一方、妻の裕子さんは専業主婦として2人の男の子を育て上げました。子どもたちが小学生の高学年になるころには、ママ友との交流も増え、ランチや習い事を楽しむように。子どもたちが独立したあとも、浩二さんは仕事優先で夜も遅く、休日は接待ゴルフなどで家にいないことが多かったため、裕子さんは昔からの交友関係を続け、昼間は外出、夕方からは習い事、という日々を送っていました。
樋口家の家計は、夫が大手企業勤務ということもあり、裕子さんがパートに出なくても困ることはありませんでした。子ども2人の教育費もしっかりと貯められ、老後の心配もありません。浩二さんは65歳で定年退職。年金は月32万円、退職金は4,000万円を受け取り、経済的には完璧な老後がスタートしました。

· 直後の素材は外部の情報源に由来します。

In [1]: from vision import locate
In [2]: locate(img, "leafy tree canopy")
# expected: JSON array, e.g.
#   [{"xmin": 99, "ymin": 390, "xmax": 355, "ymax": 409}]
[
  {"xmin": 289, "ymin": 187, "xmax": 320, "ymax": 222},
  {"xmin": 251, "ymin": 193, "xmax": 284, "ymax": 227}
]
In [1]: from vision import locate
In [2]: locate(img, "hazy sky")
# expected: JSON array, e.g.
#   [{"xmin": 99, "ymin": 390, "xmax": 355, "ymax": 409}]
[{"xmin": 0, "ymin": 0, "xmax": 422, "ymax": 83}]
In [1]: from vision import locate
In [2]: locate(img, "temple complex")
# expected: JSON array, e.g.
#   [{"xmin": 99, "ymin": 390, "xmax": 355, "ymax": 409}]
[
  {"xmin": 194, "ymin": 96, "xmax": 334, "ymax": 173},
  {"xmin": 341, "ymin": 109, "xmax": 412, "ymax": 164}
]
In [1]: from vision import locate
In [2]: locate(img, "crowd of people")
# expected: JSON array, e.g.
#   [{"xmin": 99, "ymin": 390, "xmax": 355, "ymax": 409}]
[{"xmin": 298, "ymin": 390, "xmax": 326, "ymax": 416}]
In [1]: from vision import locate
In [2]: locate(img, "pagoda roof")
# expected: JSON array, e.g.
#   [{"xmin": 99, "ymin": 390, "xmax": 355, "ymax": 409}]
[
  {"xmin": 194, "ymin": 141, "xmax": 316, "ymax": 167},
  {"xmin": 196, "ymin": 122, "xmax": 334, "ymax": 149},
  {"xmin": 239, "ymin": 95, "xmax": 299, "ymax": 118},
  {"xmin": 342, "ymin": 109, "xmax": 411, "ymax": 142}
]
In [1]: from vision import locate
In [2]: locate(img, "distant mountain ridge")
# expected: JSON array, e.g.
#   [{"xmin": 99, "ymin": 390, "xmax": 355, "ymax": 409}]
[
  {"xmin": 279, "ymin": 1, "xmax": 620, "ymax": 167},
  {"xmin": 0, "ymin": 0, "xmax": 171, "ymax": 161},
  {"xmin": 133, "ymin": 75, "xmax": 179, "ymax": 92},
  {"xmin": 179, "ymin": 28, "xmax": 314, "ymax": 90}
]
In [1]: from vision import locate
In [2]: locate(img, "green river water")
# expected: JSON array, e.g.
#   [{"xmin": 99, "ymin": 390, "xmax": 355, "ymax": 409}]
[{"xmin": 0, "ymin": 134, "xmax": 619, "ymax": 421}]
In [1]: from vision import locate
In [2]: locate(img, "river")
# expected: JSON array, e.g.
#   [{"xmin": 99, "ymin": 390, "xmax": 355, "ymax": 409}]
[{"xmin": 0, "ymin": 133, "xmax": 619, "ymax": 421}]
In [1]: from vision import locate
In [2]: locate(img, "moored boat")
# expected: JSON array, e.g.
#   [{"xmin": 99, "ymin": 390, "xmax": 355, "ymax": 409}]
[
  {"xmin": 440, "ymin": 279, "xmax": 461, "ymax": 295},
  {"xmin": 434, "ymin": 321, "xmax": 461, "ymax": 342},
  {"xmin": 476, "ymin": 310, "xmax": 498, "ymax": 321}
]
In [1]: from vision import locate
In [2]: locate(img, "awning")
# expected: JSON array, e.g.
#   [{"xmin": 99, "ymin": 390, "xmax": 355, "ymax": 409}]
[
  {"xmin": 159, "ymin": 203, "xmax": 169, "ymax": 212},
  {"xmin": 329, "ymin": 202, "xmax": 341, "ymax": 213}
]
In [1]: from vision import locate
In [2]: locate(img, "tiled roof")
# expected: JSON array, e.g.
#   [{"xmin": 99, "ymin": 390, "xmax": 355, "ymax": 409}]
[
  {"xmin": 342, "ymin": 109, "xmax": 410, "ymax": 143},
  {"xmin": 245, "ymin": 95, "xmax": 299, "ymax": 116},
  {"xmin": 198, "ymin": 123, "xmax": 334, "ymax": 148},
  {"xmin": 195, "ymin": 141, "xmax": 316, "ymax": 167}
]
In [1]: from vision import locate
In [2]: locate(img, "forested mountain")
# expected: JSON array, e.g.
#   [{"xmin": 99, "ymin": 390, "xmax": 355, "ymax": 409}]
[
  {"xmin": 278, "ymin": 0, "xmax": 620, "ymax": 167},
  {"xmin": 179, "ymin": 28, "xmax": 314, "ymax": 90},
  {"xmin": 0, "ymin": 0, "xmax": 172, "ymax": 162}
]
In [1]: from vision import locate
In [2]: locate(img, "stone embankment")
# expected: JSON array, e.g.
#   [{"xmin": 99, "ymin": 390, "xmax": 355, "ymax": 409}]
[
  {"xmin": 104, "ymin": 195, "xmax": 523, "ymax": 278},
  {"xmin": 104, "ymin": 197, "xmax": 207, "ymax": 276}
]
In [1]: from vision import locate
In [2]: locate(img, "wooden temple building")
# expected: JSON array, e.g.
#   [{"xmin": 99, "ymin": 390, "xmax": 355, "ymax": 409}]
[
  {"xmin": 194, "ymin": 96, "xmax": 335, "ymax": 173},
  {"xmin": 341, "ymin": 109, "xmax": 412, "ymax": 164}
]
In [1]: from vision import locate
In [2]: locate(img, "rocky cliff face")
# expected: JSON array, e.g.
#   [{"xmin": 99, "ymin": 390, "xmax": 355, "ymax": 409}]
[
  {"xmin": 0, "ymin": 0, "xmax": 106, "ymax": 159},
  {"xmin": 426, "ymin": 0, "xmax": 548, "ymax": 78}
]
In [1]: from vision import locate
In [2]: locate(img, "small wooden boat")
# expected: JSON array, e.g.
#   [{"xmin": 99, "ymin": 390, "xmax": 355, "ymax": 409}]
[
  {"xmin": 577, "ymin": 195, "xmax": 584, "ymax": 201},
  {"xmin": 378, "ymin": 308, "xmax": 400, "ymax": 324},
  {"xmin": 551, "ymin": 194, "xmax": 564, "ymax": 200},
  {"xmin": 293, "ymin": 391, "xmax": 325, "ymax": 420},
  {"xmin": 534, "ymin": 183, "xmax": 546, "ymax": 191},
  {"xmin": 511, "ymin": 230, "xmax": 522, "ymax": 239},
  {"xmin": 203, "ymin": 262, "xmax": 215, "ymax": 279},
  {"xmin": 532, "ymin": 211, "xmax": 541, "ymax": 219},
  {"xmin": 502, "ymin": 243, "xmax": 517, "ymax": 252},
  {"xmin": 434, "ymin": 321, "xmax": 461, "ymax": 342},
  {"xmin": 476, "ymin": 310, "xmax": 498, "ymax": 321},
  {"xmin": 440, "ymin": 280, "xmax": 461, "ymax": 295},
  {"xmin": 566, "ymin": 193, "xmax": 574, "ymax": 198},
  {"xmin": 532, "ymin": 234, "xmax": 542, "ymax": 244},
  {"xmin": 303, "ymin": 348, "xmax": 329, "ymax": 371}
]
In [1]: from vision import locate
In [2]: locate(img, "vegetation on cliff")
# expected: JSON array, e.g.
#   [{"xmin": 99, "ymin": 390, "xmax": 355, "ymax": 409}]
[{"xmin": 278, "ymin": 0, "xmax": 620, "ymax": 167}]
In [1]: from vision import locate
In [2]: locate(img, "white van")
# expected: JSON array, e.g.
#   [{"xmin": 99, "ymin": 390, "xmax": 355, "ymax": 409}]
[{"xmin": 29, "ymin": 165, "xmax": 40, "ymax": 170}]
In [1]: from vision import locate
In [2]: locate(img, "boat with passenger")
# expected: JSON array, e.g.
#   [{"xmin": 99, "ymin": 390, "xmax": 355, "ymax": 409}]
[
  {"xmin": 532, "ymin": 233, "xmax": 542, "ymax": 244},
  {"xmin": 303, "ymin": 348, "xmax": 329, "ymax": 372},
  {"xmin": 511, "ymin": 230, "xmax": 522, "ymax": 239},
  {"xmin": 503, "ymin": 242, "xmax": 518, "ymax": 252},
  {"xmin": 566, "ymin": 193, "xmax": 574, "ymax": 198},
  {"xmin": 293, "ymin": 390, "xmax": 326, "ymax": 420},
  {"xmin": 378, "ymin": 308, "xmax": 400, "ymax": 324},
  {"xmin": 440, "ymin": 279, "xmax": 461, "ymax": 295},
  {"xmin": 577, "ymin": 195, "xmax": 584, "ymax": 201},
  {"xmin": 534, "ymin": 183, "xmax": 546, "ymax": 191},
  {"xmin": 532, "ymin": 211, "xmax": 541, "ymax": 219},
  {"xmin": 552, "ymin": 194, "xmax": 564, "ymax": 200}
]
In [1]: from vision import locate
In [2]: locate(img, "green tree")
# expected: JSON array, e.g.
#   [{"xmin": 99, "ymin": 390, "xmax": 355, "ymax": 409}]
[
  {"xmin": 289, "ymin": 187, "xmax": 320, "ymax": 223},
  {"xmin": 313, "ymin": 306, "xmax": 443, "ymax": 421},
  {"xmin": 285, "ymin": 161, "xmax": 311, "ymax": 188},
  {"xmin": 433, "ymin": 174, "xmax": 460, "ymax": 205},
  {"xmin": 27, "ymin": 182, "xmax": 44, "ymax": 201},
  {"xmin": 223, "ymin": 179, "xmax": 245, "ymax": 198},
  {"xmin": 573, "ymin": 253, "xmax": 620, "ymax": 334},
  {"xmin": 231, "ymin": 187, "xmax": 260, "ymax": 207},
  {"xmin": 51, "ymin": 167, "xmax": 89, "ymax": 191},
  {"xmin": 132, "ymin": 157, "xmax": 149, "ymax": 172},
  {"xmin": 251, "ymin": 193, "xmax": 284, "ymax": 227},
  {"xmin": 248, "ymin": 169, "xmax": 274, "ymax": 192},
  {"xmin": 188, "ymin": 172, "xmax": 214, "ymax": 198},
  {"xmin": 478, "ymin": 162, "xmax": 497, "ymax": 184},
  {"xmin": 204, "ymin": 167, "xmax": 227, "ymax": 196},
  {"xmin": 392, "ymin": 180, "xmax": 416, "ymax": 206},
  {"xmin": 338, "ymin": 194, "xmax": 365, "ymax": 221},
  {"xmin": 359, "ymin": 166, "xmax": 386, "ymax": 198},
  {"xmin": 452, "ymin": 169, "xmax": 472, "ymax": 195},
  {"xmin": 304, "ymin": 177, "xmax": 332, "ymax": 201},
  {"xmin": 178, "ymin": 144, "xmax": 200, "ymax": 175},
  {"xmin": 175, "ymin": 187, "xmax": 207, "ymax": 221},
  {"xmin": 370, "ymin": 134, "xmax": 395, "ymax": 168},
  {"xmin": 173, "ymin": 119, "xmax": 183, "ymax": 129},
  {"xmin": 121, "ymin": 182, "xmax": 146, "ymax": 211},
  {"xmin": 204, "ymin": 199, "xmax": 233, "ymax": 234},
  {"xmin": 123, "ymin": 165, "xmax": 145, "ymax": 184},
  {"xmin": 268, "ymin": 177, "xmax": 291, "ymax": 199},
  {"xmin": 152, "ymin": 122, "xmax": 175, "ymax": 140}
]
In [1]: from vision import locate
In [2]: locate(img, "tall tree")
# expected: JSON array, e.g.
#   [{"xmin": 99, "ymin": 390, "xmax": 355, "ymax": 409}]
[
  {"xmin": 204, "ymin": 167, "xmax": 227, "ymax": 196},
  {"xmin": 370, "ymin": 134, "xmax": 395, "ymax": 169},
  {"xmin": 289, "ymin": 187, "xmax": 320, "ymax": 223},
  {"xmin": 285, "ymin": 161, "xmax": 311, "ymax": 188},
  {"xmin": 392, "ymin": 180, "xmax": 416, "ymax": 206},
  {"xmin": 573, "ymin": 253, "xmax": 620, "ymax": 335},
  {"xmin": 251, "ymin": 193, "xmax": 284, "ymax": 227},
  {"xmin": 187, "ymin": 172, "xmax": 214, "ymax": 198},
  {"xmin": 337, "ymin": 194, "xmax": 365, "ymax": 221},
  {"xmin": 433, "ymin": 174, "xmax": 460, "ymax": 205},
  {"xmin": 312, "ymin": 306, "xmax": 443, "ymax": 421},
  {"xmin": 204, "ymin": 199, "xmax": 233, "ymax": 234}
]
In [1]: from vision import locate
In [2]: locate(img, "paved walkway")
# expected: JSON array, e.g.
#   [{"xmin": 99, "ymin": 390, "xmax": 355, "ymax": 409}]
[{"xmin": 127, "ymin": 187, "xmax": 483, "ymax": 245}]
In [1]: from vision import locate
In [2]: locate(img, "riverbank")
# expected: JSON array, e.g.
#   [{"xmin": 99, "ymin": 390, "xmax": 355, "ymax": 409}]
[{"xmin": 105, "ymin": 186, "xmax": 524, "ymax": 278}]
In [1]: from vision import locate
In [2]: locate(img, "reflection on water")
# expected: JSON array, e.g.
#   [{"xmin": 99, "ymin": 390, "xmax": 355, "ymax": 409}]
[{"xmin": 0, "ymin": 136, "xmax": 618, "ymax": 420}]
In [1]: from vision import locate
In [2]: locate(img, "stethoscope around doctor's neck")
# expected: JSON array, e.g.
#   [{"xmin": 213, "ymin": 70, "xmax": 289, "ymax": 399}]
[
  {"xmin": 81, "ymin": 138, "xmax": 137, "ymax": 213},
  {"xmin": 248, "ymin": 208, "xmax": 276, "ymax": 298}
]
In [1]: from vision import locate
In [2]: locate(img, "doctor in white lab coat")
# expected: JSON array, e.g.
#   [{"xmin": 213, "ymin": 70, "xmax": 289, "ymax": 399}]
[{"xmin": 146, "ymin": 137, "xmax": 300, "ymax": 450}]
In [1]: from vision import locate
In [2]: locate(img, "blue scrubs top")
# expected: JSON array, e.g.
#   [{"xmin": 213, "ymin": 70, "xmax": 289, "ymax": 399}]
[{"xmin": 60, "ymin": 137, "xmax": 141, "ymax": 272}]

2人の子どももすでに独立し、家には裕子さんと2人きり。しかし、裕子さんは相変わらず交友関係が広く、昼も夜も出かけることが多い――。浩二さんは家でテレビをみていましたが、それも次第に飽きてしまい、YouTubeをみて暇を潰すようになりました。
夫婦2人で昼食や夕飯をとることも少なくなっていき、浩二さんは妻が食事を作ってくれない日はカップ麺をすすります。家にいながら孤独を感じる日が増えていったのです。